To give you and your family the best chance to make whole-wheat bread your new best friend, Stitt offers these suggestions:
Take advantage of transition breads. Gradual changes, especially for children, are important to avoid total rebellion. Warm up the whole-grain bread before serving, as this will release the aroma and soften it, making it more pleasing to the senses.
To get children to eat a "healthy" heavy-duty bread, Stitt urges parents to encourage their kids to run around and exercise, which will stimulate in them a stronger appetite. In other words, children may be less finicky if they are hungry when they sit down to eat. Just as important, he says, is the parents’ attitude. "Kids learn by example and if parents love and talk up how good tasting whole-grain foods are...then the kids will copy them."

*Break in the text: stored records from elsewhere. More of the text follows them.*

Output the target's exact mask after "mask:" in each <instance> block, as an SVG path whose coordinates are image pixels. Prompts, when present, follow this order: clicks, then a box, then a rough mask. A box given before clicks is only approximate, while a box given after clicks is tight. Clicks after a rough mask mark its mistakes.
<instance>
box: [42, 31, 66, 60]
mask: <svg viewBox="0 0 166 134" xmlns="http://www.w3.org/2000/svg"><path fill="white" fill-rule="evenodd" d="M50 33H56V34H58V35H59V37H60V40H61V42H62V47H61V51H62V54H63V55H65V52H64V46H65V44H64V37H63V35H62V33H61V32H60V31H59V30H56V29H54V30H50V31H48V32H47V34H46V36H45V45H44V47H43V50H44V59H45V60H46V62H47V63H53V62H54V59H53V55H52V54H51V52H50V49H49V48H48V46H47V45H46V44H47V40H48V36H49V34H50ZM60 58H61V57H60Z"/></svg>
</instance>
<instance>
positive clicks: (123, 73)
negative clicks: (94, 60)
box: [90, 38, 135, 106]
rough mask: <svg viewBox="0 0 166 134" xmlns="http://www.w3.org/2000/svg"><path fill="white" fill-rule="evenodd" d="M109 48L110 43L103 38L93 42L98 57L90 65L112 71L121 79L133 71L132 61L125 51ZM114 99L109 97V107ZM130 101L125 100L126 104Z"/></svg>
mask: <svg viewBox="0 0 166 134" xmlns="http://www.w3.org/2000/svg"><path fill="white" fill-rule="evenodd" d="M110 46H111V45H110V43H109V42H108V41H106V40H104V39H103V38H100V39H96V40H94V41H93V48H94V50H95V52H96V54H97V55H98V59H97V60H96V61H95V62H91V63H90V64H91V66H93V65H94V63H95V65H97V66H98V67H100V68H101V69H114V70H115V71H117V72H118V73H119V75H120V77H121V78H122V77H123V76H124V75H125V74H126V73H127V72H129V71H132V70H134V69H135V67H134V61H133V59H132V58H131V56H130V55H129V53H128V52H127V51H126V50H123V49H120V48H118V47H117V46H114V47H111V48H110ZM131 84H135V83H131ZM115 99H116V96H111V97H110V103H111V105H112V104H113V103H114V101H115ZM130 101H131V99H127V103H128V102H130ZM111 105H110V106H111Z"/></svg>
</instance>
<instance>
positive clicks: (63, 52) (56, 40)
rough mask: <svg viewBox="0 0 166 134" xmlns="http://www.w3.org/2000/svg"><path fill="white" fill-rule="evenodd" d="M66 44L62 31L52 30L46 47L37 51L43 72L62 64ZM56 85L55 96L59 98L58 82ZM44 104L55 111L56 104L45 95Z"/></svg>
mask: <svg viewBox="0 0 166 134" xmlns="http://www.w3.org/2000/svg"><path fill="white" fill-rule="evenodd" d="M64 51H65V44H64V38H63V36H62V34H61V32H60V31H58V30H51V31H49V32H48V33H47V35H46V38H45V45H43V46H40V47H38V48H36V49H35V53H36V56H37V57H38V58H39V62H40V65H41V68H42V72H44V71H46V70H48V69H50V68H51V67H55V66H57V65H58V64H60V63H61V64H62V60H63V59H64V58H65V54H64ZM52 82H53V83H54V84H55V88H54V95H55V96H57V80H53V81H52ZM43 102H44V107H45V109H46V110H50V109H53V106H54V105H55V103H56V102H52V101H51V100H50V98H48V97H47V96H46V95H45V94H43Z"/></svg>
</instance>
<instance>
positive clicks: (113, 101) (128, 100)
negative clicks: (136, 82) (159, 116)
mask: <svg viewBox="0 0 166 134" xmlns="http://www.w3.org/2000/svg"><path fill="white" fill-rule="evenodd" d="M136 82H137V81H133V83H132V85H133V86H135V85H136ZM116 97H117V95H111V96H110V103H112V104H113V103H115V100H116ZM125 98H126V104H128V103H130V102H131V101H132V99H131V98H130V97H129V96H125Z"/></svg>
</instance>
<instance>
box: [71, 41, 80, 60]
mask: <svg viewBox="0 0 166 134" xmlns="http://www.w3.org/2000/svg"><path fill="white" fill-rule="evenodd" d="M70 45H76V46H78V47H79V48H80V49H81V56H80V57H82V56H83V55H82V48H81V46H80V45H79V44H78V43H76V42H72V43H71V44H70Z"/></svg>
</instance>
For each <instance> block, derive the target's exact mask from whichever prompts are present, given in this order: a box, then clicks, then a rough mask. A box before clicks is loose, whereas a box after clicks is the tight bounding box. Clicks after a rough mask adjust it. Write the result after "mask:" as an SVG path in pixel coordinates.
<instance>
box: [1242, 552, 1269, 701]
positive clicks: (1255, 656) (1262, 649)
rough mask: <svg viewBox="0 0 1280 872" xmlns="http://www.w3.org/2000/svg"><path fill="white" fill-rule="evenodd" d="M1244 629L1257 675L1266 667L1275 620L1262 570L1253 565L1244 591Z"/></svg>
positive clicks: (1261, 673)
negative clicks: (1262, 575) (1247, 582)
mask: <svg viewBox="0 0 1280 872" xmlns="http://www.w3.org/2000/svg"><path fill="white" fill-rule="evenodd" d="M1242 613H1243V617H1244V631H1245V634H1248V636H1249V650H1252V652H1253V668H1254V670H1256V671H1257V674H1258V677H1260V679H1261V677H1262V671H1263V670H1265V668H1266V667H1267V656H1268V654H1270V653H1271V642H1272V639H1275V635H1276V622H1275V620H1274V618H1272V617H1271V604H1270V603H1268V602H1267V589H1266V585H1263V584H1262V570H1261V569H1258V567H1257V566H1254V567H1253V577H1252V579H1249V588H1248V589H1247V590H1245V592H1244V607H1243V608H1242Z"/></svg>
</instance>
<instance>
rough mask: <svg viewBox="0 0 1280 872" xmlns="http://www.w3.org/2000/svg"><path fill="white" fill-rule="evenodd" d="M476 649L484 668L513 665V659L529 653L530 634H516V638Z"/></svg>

Stitt, having surveyed the bakery landscape for more than two decades, is a fervent supporter of local bakeries and says there are now many bread companies making (or willing to make) the nutritious whole-grain products vital to good health. He suggests that health-conscious consumers unfamiliar with whole-grain products review the product ingredient lists on his Web site (www.naturalovens.com) and make suggestions to their local bakeries for making healthier breadstuffs.

All things considered, you may want to reach for whole-grain bread for your next sandwich.